El coordinador del Pit-Cnt, Fernando Pereira, reconoció que hay dos visiones en la central obrera. "De un lado estamos los que sostenemos que hubo avances muy importantes en la agenda de derechos y que desde 2005 se han votado más de 30 normas que favorecen a los trabajadores. No obstante, hay otros que califican al gobierno de neoliberal. Para mí no es así. Para mí el ministro de Economía es de izquierda y yo en esto no soy neutral, es normal que haya una sintonía porque somos todos de izquierda, prefiero esta contradicción a los años `90 cuando estábamos siempre resistiendo", enfatizó el dirigente. Pereira ve natural las pujas de poder en los sindicatos y no las consideró negativas si no afectan la unidad. "Lo que no se puede admitir es la descalificación, el insulto. Cuando se apela a eso no hay ideas", sostuvo. Y recordó que advirtió el pasado jueves que decisiones como paros o plebiscitos no deben ser tomadas por uno o dos votos. "Se hizo un gran esfuerzo por unificar a los sindicatos uruguayos", recordó.

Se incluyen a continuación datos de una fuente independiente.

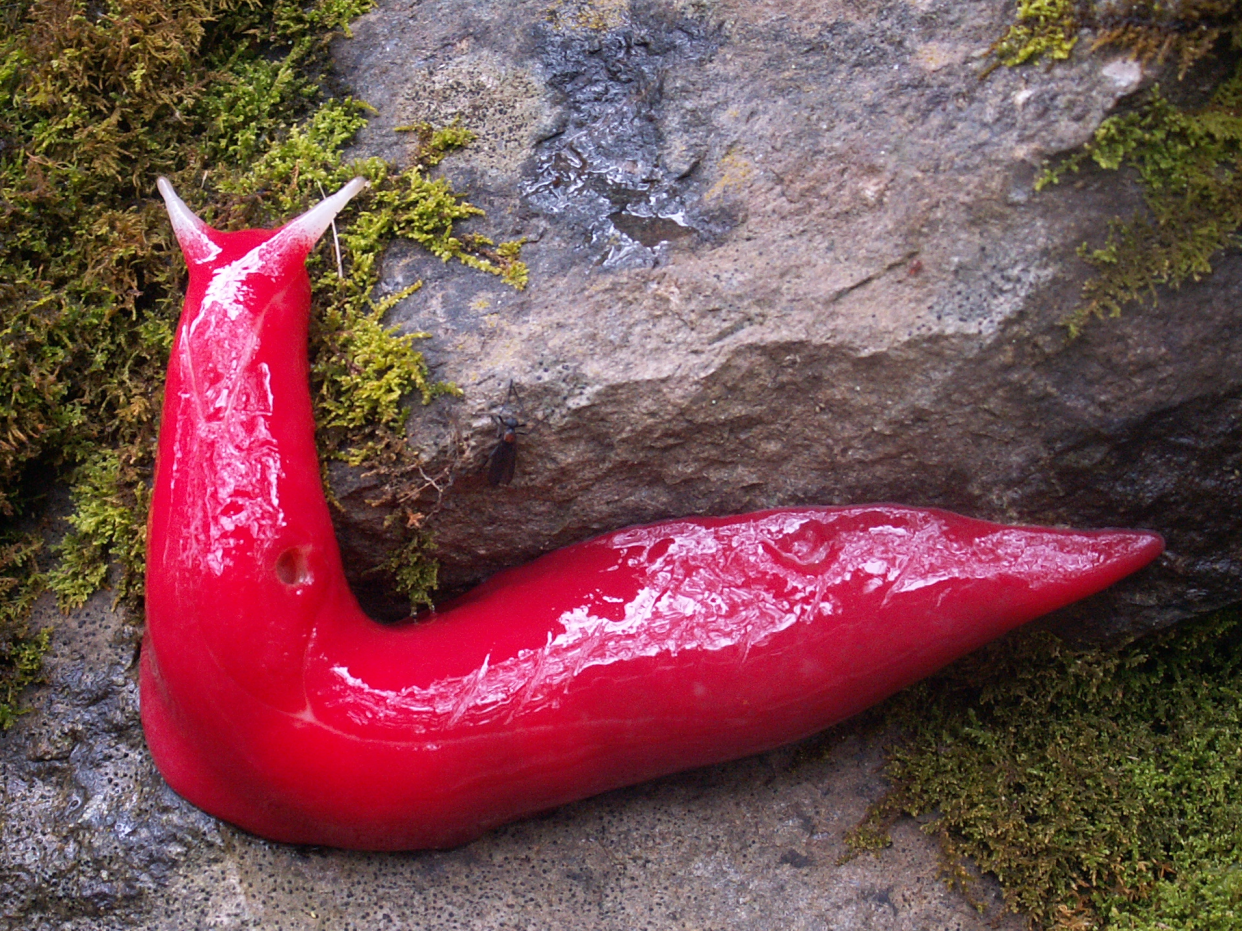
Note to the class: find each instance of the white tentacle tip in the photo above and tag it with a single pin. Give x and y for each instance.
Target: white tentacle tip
(191, 232)
(312, 225)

De todas formas, consideró que los sindicatos que impulsaron un paro general en septiembre no tienen actitudes "divisionistas" y señaló que consultaron si los estatutos de la Central permitían adoptar medidas de más alcance que las impulsadas por mayoría. "Pidieron autorización y se concedió porque está autorizado. Ya se ha hecho, aquí no hubo desacato", dijo.
Pereira dijo que más allá de la "sintonía", el Pit-Cnt es una de las centrales de trabajadores que más se ha movilizado contra los gobiernos progresistas.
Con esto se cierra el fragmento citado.